Por José María Marcos (*)
En estos días sólo resta dormir y soñar.
La esperanza de que pudiera recuperarse la Tierra ha sido una
farsa. Tras la Gran Guerra, cada uno de los intentos de nuestros gobernantes terminó
en un rotundo fracaso, y ya no hay tiempo para los humanos, salvo para los intrépidos
que partieron hacia el espacio, con la ilusión de terrificar otros planetas.
Los que apostamos a quedarnos estamos condenados, por la
falta de oxígeno y la escasez de alimentos, y lo mejor que podemos hacer es permanecer
en nuestros cubículos Utopía, inyectarnos poco a poco las dosis y apretar el
botón “Felicidad”.
Cuando nos vendieron estos equipos, nos dijeron que nuestra
mente era una región sin límites. Aunque eligiéramos una y otra vez igual
opción, tendríamos siempre un sueño distinto. Eso es falso, al menos en mi caso.

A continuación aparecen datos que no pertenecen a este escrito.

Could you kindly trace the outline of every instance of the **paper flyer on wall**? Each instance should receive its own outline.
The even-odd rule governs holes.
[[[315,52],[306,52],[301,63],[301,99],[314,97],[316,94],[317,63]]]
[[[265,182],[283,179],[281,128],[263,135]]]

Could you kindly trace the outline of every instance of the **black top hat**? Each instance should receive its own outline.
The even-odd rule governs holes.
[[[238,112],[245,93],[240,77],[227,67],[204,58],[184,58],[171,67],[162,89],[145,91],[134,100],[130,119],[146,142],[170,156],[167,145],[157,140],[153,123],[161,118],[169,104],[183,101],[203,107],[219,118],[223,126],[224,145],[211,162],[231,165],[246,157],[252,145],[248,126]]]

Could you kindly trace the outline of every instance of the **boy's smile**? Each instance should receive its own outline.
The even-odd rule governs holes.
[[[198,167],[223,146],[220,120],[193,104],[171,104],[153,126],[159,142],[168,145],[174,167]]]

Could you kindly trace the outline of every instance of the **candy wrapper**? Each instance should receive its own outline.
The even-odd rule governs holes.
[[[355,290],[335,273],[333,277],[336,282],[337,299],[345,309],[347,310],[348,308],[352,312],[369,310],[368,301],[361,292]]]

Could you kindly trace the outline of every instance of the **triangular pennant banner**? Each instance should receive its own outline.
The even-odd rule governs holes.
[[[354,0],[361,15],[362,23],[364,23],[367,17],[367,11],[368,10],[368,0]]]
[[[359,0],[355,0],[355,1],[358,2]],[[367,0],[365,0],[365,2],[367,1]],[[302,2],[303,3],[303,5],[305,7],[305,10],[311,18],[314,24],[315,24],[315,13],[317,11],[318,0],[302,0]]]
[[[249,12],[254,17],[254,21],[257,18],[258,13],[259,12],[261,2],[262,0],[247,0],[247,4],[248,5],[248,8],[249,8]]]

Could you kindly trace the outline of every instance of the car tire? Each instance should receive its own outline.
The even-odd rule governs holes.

Noche y día vuelvo al mismo sitio, con mis padres, mi esposa, mis hijos. Viven en
el jardín de la casa de mis abuelos. Juegan, hablan, ríen, pelean, cantan. Me
gusta mirarlos sin que adviertan mi presencia. Disfruto tanto de ellos como de
los amaneceres y los anocheceres que se suceden a gran velocidad. Cuando abro
los ojos, trato de retener algo, pero enseguida lo que se mostraba transparente
se vuelve confuso y empiezo a olvidar.
Las ruinas de esa casa aún existen en las afueras de la
ciudad, pero nunca me animé a regresar. Me encerré en este departamento a la espera de una solución que jamás
llegó.
Mañana, sin embargo, viajaré hacia allí con el viejo Audi.
Llevaré mi cubículo y lo instalaré con baterías. Comprendo que durará poco, pero
me mueve el anhelo de fundir mi sueño con el escenario donde bailaron aquellas
sombras del pasado. Parece una locura o una estupidez, lo sé, pero a cierta
edad —ya lo decía mi padre— sólo suma dormir y soñar.